Parallelamente all'aumento richiesto dalle Regioni, si è puntato a un incremento degli accessi formativi alle facoltà di medicina, passati dai 7.366 nel 2007 agli oltre 10 mila negli ultimi due anni, con un incremento pari a circa 30%. Il punto è, come ha spiegato a ItaliaOggi Sette Maurizio Benato, vicepresidente della Fnomceo, "che i criteri adottati nella determinazione dei posti tengono conto di esigenze che arrivano da realtà diverse", talvolta non in comunicazione una con l'altra. C'è la realtà "delle regioni, sulla base del puro criterio anagrafico e sul calcolo dei presunti pensionamenti nei diversi settori professionali, delle università, sulla base delle disponibilità logistiche e formative legate anche al numero dei docenti e del ministero della salute sulla base degli obiettivi sanitari nazionali".
Alla luce di tutti questi dati la Federazione dei medici ritiene che un numero di accessi programmato pari a circa 7 mila per l'anno 2014-15 sia adeguato a coprire il turnover dei medici. Una programmazione eccessiva, al contrario, rischierebbe invece di provocare una futura nuova area di disoccupazione o sottoccupazione medica. Il gap tra i laureati e gli aspiranti alla specializzazione. Diminuendo il numero degli accessi, si andrebbe a ridurre pure lo scollamento tra laureati e aspiranti alle specializzazioni, i cui posti calano sempre di più. Mentre diminuiscono i contratti, aumentano i concorrenti visto l'aumento del numero degli accessi alle facoltà. Una riduzione che non deriva da un taglio effettivo, ma da una cattiva programmazione e, nello specifico, dal mancato adeguamento del capitolo di spesa dei contratti ministeriali a fronte dell'incremento della durata di un anno di quasi tutte le scuole di specializzazione, introdotto dalla riforma del 2005.
Se il sistema ha più o meno retto fino ad ora, per il prossimo futuro è destinato ad implodere. Basti pensare che già per l'anno in corso le borse di studio per i camici bianchi in formazione saranno garantite solo per il 50% di quanti si laureano. Per anni c'è stata una disponibilità di circa 5 mila posti l'anno, dal 2013 questo numero è sceso a 4.500, e per l'anno in corso si parla di una dotazione di risorse sufficiente a finanziare poco più di 3 mila contratti di formazione. Quello delle specializzazioni ha spiegato ancora Cassi è un altro nodo da sciogliere: "Le necessità delle specialità dovrebbero essere calcolate non sulla base dei posti nelle università ma sulle quelle regioni e si eviterebbe cosi di produrre una disomogenea distribuzione che non risponde ai reali bisogni".

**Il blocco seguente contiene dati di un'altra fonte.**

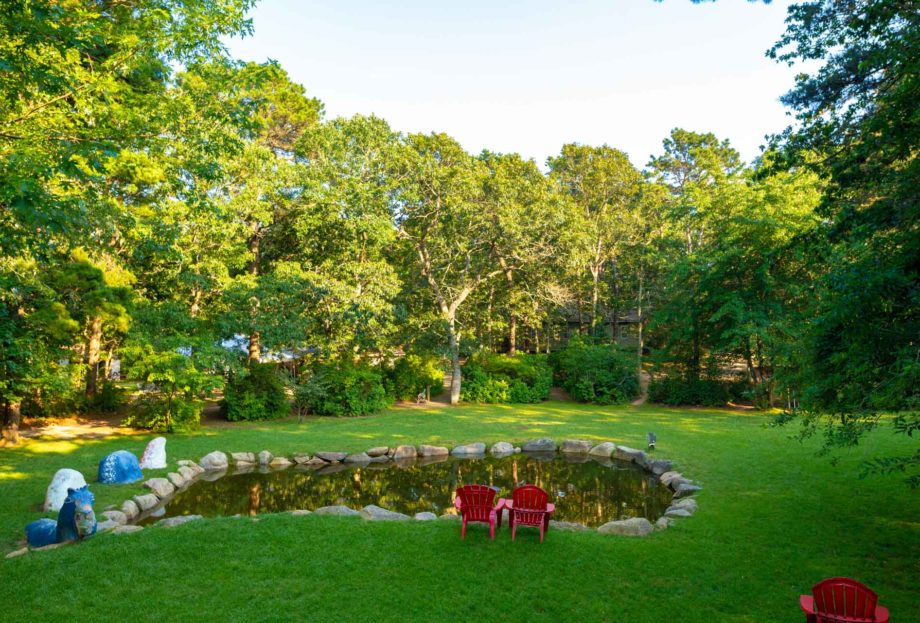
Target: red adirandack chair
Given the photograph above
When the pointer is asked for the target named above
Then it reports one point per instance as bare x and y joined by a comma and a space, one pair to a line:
529, 507
476, 503
842, 600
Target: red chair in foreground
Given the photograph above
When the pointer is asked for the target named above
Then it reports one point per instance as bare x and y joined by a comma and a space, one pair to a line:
477, 503
842, 600
529, 507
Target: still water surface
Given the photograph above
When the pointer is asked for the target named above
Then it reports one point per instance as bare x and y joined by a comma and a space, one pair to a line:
584, 490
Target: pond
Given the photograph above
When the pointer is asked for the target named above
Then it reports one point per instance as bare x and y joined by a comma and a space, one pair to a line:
584, 490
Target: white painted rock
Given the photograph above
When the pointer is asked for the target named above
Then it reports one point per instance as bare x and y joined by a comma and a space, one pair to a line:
154, 456
634, 526
214, 461
63, 479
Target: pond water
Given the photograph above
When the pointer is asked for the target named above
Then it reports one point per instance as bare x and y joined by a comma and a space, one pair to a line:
584, 490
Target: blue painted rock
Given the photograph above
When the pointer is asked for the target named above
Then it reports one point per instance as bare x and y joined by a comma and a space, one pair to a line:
76, 521
119, 467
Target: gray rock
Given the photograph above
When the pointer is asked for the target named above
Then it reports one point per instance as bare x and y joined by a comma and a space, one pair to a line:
540, 445
657, 466
332, 457
425, 450
634, 526
404, 452
622, 453
117, 516
171, 522
603, 449
57, 491
243, 457
683, 489
372, 512
338, 510
105, 526
470, 449
130, 509
568, 526
576, 446
146, 502
214, 461
162, 487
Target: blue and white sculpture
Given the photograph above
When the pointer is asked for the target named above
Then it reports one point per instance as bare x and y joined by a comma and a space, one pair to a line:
120, 467
76, 520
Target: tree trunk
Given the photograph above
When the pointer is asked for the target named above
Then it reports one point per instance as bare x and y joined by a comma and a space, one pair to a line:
454, 345
93, 348
11, 419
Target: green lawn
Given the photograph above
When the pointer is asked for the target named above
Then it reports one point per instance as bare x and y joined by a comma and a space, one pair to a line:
773, 520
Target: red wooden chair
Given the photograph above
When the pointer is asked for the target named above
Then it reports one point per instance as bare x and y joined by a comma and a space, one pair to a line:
529, 507
842, 600
475, 503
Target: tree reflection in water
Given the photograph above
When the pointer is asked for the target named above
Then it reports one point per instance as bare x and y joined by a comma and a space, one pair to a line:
589, 492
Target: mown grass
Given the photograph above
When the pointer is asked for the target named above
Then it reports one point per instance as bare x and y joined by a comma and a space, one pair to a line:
773, 520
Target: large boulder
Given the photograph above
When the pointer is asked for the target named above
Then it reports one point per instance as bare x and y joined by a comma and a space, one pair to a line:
215, 461
154, 456
634, 526
161, 486
404, 452
425, 450
119, 467
63, 480
576, 446
540, 445
332, 457
470, 449
603, 450
372, 512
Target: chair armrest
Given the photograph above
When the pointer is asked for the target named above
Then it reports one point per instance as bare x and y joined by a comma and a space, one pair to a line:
807, 602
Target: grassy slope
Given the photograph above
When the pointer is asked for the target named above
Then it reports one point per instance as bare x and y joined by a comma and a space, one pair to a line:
773, 520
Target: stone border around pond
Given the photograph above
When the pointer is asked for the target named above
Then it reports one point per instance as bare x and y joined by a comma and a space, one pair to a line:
215, 465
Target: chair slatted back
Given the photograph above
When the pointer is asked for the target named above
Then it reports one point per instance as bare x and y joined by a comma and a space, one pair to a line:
478, 501
529, 505
842, 600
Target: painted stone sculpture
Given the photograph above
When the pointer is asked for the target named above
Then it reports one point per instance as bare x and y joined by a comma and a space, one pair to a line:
63, 480
154, 456
119, 467
76, 520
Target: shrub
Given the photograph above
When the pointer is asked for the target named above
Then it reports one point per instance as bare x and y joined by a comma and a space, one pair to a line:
678, 390
492, 378
257, 395
343, 388
412, 374
596, 373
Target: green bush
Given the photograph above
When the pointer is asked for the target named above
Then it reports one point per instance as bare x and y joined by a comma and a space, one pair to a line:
490, 378
412, 374
596, 373
678, 390
343, 388
257, 395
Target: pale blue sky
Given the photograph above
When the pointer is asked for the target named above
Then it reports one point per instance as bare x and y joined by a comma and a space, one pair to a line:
528, 76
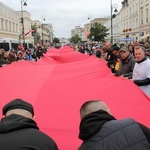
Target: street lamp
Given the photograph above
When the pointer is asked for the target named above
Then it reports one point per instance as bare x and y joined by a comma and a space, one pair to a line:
23, 3
112, 6
42, 19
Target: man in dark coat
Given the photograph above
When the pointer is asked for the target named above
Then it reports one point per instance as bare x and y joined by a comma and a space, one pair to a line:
99, 130
18, 130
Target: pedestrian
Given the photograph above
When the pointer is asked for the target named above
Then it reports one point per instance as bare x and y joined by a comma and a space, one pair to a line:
141, 71
18, 130
126, 63
99, 130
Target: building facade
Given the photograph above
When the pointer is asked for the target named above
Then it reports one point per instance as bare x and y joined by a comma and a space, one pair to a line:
9, 22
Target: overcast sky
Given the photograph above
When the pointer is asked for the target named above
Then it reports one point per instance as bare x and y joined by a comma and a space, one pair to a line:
64, 15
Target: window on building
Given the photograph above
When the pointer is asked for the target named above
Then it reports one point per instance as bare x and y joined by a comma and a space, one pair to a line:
142, 17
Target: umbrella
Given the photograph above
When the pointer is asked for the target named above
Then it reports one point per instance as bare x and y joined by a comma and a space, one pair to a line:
59, 83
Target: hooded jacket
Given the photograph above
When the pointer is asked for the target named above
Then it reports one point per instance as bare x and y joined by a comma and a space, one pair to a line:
21, 133
101, 131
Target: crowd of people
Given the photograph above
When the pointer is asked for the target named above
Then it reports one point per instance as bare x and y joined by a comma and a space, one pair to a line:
131, 61
98, 128
21, 53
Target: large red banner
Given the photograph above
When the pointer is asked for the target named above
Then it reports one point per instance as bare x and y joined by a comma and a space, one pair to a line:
60, 82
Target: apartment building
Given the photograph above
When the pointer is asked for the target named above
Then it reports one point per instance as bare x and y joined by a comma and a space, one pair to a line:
9, 22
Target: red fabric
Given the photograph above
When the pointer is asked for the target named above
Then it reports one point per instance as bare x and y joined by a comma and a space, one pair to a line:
59, 83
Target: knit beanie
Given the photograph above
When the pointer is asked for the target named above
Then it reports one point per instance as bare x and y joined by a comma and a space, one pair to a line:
18, 104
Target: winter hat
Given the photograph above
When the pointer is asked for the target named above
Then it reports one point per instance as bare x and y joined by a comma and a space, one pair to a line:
124, 48
18, 104
115, 48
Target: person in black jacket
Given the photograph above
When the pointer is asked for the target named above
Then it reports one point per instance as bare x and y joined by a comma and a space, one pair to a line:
18, 130
141, 71
99, 130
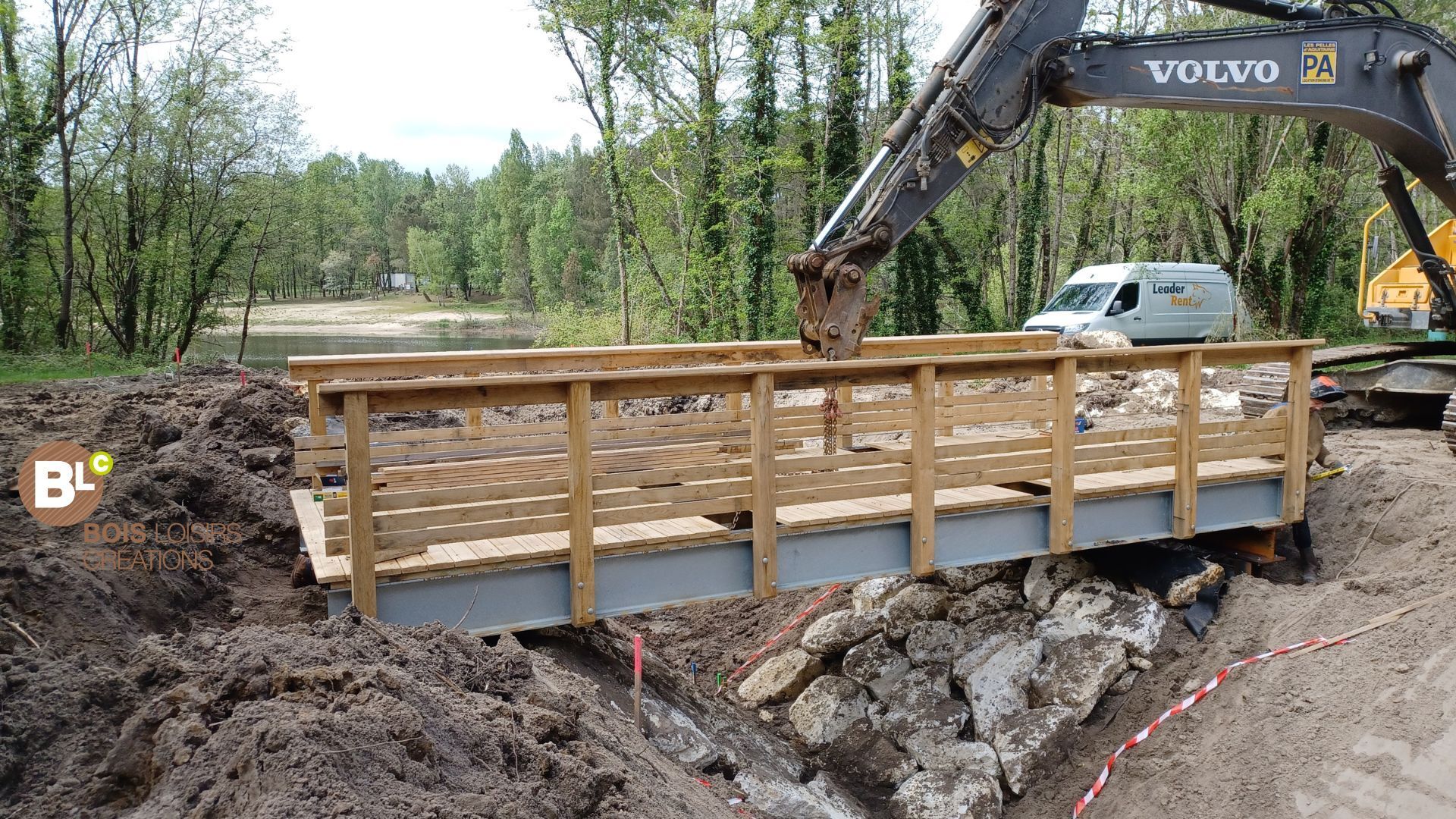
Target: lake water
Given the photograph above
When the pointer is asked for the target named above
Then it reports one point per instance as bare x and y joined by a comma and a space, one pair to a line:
274, 350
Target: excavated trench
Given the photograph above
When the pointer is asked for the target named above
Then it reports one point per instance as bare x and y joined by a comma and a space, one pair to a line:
727, 746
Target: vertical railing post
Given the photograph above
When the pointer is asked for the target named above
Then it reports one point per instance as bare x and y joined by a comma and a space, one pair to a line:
764, 480
318, 423
922, 471
946, 390
580, 525
1185, 447
362, 503
472, 414
1296, 433
1063, 452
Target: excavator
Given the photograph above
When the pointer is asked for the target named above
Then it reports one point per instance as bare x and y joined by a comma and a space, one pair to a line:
1356, 64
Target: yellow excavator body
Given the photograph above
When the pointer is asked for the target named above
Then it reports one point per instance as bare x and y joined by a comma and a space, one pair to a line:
1400, 297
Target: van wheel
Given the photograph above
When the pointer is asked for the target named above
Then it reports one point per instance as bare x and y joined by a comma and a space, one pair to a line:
1449, 423
1263, 387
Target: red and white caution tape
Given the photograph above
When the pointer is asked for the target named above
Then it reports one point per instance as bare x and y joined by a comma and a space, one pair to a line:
783, 632
1107, 770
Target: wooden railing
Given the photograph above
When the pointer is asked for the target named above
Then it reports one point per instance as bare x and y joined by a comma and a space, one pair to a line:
313, 371
613, 483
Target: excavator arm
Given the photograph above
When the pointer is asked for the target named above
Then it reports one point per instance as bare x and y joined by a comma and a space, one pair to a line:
1383, 77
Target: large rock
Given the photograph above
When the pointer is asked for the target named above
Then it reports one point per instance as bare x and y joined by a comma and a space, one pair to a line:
934, 642
1100, 340
1017, 623
772, 795
922, 701
875, 592
946, 795
826, 708
781, 678
971, 577
1183, 589
839, 632
977, 653
875, 665
1076, 672
915, 604
935, 751
867, 757
1049, 576
1095, 608
677, 736
999, 687
987, 599
1033, 744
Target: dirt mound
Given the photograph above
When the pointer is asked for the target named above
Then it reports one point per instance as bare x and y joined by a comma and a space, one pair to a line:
178, 474
340, 717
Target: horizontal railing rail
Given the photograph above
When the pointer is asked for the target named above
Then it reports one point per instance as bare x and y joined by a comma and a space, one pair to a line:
601, 484
313, 371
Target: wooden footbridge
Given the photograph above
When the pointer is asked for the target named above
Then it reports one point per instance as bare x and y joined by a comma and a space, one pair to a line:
593, 510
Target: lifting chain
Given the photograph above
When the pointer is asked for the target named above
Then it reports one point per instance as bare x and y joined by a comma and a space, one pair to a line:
832, 416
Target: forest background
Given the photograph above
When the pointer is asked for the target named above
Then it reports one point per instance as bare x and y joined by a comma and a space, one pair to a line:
153, 181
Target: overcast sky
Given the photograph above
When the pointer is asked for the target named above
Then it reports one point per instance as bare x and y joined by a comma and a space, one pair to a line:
433, 82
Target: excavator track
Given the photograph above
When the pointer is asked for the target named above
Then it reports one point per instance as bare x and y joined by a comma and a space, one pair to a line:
1263, 385
1449, 423
1263, 388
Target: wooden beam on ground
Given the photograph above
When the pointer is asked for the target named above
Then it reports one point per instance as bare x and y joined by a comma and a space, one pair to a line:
922, 471
1063, 453
764, 480
362, 510
1296, 433
582, 528
1185, 449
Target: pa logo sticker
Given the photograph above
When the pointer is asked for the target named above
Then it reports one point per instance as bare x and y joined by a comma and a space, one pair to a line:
1316, 63
60, 483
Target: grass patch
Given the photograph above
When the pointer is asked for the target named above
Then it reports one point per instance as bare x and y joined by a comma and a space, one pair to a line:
55, 366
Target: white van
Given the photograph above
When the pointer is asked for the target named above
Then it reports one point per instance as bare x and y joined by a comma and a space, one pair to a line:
1149, 302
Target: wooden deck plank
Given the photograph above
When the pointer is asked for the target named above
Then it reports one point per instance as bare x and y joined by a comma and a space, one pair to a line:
551, 547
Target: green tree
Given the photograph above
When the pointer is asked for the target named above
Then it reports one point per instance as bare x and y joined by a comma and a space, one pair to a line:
758, 177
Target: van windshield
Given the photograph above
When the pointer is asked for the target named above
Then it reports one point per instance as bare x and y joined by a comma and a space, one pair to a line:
1081, 297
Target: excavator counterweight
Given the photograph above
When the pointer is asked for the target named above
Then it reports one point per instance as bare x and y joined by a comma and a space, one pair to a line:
1378, 74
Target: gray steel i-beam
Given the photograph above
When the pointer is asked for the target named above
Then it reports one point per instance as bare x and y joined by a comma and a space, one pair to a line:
536, 596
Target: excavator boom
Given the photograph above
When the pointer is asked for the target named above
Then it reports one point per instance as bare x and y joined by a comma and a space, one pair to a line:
1386, 79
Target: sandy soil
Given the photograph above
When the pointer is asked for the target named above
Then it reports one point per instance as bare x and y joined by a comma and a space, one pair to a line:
388, 315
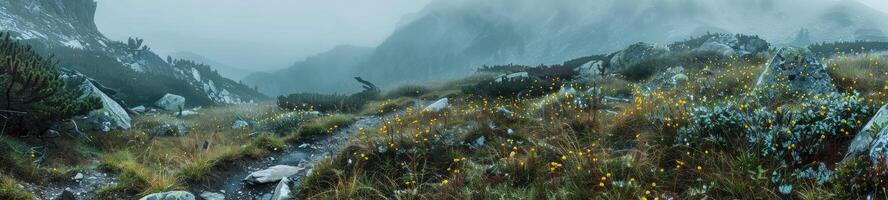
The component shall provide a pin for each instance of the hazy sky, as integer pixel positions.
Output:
(257, 34)
(260, 34)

La carenza di specialisti in medicina è rilevante per anestesisti, radiologi, rianimatori, otorino e igienisti. I pediatri oggi, sono 14.300 e si prevede che scenderanno a 11 mila nel 2015 e 6.400 nel 2030. Già oggi ne mancano più di 2 mila. C'è poi la crisi di chirurgia: da anni molti giovani evitano questa scelta per i timori derivanti dai troppi rischi specie per facili denunce e costi elevati dei premi assicurativi per responsabilità civile.